How the first “serious character” Eddie Murphy ever played caused a 30-year feud

In cinema, it’s often said that there isn’t as much of a separation between comedy and horror as you may think. This is why it’s easy for someone like Eddie Murphy to fall on the wrong side of the line, even while trying his best to play his first serious character.

In the mid-’90s, Murphy’s days as the box-office conquering behemoth of the ’80s were long gone. Though his films, such as Boomerang and The Distinguished Gentleman, weren’t flops, per se, they weren’t anywhere near as universally beloved as Coming to America or Beverly Hills Cop. In fact, when Murphy tried to bring motormouthed cop Axel Foley back for a third outing in ’94, it was resoundingly rejected by critics and audiences, who recognised it as the half-assed cash grab it truly was.

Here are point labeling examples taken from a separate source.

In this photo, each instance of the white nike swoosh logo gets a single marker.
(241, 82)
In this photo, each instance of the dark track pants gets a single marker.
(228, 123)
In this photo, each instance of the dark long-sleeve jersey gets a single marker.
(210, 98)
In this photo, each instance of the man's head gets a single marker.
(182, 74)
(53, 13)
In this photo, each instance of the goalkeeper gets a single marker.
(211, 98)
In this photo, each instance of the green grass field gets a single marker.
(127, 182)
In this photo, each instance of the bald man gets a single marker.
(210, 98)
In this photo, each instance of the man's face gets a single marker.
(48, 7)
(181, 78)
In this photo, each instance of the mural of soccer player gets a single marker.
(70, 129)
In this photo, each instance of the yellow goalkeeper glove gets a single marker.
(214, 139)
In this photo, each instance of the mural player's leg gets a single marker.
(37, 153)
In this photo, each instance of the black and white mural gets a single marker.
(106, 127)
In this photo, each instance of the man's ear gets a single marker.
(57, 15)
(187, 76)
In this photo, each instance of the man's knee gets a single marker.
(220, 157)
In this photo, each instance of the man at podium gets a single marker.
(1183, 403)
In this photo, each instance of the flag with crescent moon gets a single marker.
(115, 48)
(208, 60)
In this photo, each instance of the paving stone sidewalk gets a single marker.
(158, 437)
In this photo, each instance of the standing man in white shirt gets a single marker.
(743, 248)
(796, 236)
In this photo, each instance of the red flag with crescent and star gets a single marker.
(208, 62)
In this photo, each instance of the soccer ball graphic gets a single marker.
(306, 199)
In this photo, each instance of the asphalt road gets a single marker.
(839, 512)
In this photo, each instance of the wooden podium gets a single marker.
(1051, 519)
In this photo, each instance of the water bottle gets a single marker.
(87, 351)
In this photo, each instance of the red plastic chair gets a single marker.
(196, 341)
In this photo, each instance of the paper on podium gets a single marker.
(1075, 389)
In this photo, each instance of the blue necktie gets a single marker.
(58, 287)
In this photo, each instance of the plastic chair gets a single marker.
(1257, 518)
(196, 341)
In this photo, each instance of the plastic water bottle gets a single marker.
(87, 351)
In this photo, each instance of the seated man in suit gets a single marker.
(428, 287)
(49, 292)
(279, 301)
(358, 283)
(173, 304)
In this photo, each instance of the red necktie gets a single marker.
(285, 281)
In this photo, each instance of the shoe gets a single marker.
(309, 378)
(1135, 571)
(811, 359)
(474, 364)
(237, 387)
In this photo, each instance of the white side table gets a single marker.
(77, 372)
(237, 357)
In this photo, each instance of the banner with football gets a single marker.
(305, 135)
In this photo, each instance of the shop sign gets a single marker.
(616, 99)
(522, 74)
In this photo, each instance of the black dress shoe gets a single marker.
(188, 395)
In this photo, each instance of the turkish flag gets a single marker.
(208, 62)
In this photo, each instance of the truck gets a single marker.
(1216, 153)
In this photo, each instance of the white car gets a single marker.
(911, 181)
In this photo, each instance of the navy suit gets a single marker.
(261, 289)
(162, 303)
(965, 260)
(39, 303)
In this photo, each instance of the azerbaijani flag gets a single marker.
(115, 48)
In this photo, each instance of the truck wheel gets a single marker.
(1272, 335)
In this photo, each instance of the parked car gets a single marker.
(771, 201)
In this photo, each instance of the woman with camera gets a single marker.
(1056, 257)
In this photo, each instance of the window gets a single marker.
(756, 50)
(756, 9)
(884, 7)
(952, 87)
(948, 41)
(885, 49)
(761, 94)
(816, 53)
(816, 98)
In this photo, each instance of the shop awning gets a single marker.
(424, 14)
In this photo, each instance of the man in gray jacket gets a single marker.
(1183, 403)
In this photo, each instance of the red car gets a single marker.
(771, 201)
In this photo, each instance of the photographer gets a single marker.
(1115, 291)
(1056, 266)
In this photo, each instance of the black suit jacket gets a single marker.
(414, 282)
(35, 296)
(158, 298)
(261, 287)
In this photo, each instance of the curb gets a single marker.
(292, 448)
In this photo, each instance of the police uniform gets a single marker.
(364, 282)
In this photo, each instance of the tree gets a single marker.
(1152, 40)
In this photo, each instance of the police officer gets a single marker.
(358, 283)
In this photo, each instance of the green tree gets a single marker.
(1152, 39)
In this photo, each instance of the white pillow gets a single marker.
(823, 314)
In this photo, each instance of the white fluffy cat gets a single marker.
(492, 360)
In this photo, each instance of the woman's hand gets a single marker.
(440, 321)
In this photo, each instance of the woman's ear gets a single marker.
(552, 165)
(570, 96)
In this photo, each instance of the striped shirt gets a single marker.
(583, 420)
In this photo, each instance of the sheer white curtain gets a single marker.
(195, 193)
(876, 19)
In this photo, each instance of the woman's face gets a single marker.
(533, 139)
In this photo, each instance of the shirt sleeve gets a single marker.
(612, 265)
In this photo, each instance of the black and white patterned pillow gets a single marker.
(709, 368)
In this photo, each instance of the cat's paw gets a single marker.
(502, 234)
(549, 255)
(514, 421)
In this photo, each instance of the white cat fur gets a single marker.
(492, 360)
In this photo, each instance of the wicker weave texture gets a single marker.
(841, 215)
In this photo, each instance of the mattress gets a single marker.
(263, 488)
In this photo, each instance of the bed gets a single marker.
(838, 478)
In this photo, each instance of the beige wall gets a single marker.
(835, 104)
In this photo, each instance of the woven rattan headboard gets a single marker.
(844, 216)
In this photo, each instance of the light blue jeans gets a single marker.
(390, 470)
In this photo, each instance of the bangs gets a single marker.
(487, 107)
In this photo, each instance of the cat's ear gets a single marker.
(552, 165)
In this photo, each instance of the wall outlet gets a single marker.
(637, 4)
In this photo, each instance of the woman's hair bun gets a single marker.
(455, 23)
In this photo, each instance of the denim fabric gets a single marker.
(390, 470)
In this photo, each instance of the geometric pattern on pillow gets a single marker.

It was in the wake of this failure that Murphy realised he needed to change things up, and he knew just how he wanted to do it: he’d make a horror film. He wanted to push beyond comedy for the first time and had always dreamed of playing a villain, so to him, playing a vampire in a horror movie made perfect sense. “I love horror pictures,” he once said. “I was a big fan of Wes Craven.”

So, after cooking up a script with his brothers Vernon Lynch and Charles Q Murphy about an ancient Caribbean bloodsucker who seduces a half-vampire New York City cop, Murphy took Vampire in Brooklyn to Craven. The horror legend hadn’t yet revitalised his career with Scream, and his last two movies were only minor hits. Given the chance to work with a supreme star like Murphy was too big a chance at glory to ignore.

To Murphy’s chagrin, Vampire in Brooklyn continued his losing streak. Murphy was a unique figure in cinema, both universally loved but seemingly unable to catch a break in terms of ticket sales and returns. The damp reviews put any hopes of a fire in the box office out before they could catch ablaze. Critics took issue with the film’s confused tone: was it a comedy? Was it a horror? Was it attempting to mix the two genres but doing a really shitty job of it? Well, according to Murphy, he tried his best to ensure the lead vampire, Maximillian, was frightening, but (as he is wont to do) the other characters he played, such as an alcoholic preacher and a sweary Italian-American gangster, still gave him license to be funny. In practice, though, did Murphy’s schtick make the correct tone harder to strike? You bet it did.

“I kept encouraging Eddie to play it straight,” Craven told The Virginian-Pilot in ’95. “Horror is very close to humour. The thing is, I wanted the humour in Vampire in Brooklyn to come from the story…not from Eddie. I wanted Eddie to be essentially a serious character.” The worst possible outcome would have been for the movie to come across like Love at First Bite, a 1979 Dracula parody, because that style of comedy was far too broad for his tastes.

However, Craven’s memory of the shoot may have become fuzzy, because in later interviews, he contradicted himself wholesale. In 2015, he claimed that Murphy, “didn’t want to be funny at all,” which made it hugely difficult to “get the humour into it” that he envisioned. So, which was it? Did Craven want Murphy to play it straight, or go for the yuks? Answers on a postcard, please.

Regardless of whose recollection of Vampire in Brooklyn is correct, the movie was a disaster at the time of release.

So much so, in fact, that it led Saturday Night Live‘s David Spade to make an on-air joke at Murphy’s expense. “Look, kids, it’s a falling star!” he guffawed during a Hollywood Minute segment. “Make a wish!” Murphy, who was often credited with keeping SNL from being cancelled in the early ’80s, was decidedly unamused that a place he used to call home would publicly make fun of him in that manner. Furious, he vowed never to return to SNL to host or make a guest appearance, and this held up for nearly three decades, until he and Spade finally buried the hatchet in 2019.